Según la directora de Iniciativas Globales de Human Rights Watch, Minky Worden, 2022 va a ser un “annus horribilis” para el deporte internacional. El año se abre con los Juegos Olímpicos de Invierno de Pekín, del 4 al 20 de febrero, y se cierra con el Mundial de Fútbol de Catar, del 21 de noviembre al 18 de diciembre. En ambos casos, muchos deportistas tendrán que volar alto para promover con su esfuerzo y su talento una sociedad “comprometida con el mantenimiento de la dignidad humana”, como pide la Carta Olímpica, o con los “derechos laborales, la diversidad y la lucha contra la discriminación”, como señala el último plan de acción de la FIFA, mientras tratan de olvidar el servicio que prestan sus gestas a unos regímenes con credenciales pésimas en la defensa de los derechos humanos. Clavar el eslalon o mantener la línea de fuera de juego parecerán, en comparación, cosa de aficionados.
Ni China ni Catar son modelos a seguir en la promoción de los valores que el Comité Olímpico Internacional (COI) y la FIFA buscan asociar al deporte. Al contrario. En Catar, la mitad de sus dos millones de trabajadores inmigrantes están empleados en el sector de la construcción en condiciones muy precarias, a veces letales. Muchos de ellos –la mayoría procedentes de India, Pakistán, Bangladesh, Nepal y Sri Lanka– han participado durante la última década en la construcción de las instalaciones deportivas que albergarán el Mundial. Desde 2017, su situación ha mejorado –al menos sobre el papel– con el fin de la kafala, que les prohibía cambiar de trabajo o salir del país sin permiso de su empleador. Pero las mujeres siguen sin tener libertad, sometidas a un sistema de tutelaje que les exige el permiso de un hombre para estudiar, trabajar, viajar o casarse, y la homosexualidad continúa penada con prisión, latigazos y la muerte.
«Desde 2016, al menos un millón de personas han sido detenidas sin juicio en Xinjiang, donde proliferan los centros de ‘transformación a través de la reeducación’, en la terminología orwelliana del PCCh»
En China, la represión contra minorías y disidentes se ha recrudecido bajo el mandato de Xi Jinping. Hong Kong se ha despedido de las promesas democráticas de la Ley Fundamental, sucumbiendo a la autoridad de un Partido Comunista Chino (PCCh) que “paso a paso, pero con firmeza, ha logrado silenciar las voces críticas e imponer el acatamiento”, en palabras del periodista Isidre Ambrós. Y la Región Autónoma Uigur de Xinjiang es hoy el escenario de “la mayor represión masiva de una minoría étnica y religiosa en el mundo”, según el investigador australiano Michael Clarke. Desde 2016, al menos un millón de personas han sido detenidas sin juicio en la provincia, donde proliferan los centros de “transformación a través de la reeducación”, en la terminología orwelliana del PCCh. Fuera de ellos, más de 10 millones de personas de minorías turco-musulmanas viven en un “Estado carcelario”, sometidas a una red de sistemas de vigilancia de alta tecnología, puestos de control y vigilancia interpersonal.

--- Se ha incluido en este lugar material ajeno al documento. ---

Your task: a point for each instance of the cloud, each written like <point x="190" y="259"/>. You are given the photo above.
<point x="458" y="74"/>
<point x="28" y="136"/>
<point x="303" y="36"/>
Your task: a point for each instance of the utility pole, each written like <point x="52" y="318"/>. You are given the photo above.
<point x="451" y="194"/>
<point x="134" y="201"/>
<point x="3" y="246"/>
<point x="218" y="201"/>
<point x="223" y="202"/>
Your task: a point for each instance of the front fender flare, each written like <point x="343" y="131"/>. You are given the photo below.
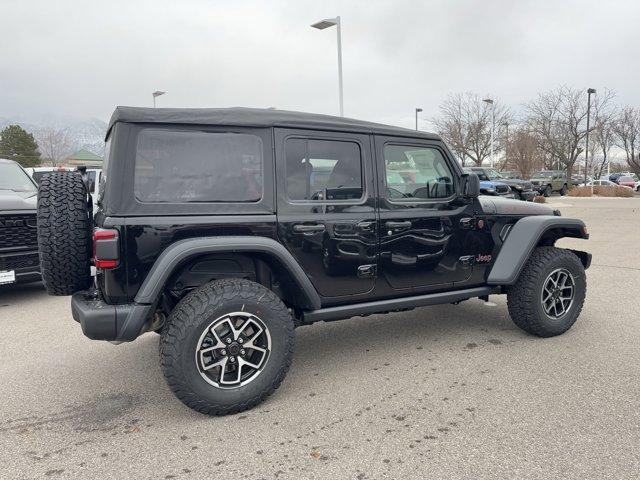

Los llamamientos al boicot de ambas competiciones se han sucedido, sobre todo en el caso de los Juegos de Pekín, alentados por los vientos de guerra fría que caldean el panorama internacional. Estados Unidos, Japón, Reino Unido, Australia y Canadá no han enviado delegaciones gubernamentales a China en protesta por el “genocidio” en Xinjiang. En lo que toca a Catar, el asunto ha quedado zanjado, por el momento, con protestas por parte de federaciones como la noruega o la alemana.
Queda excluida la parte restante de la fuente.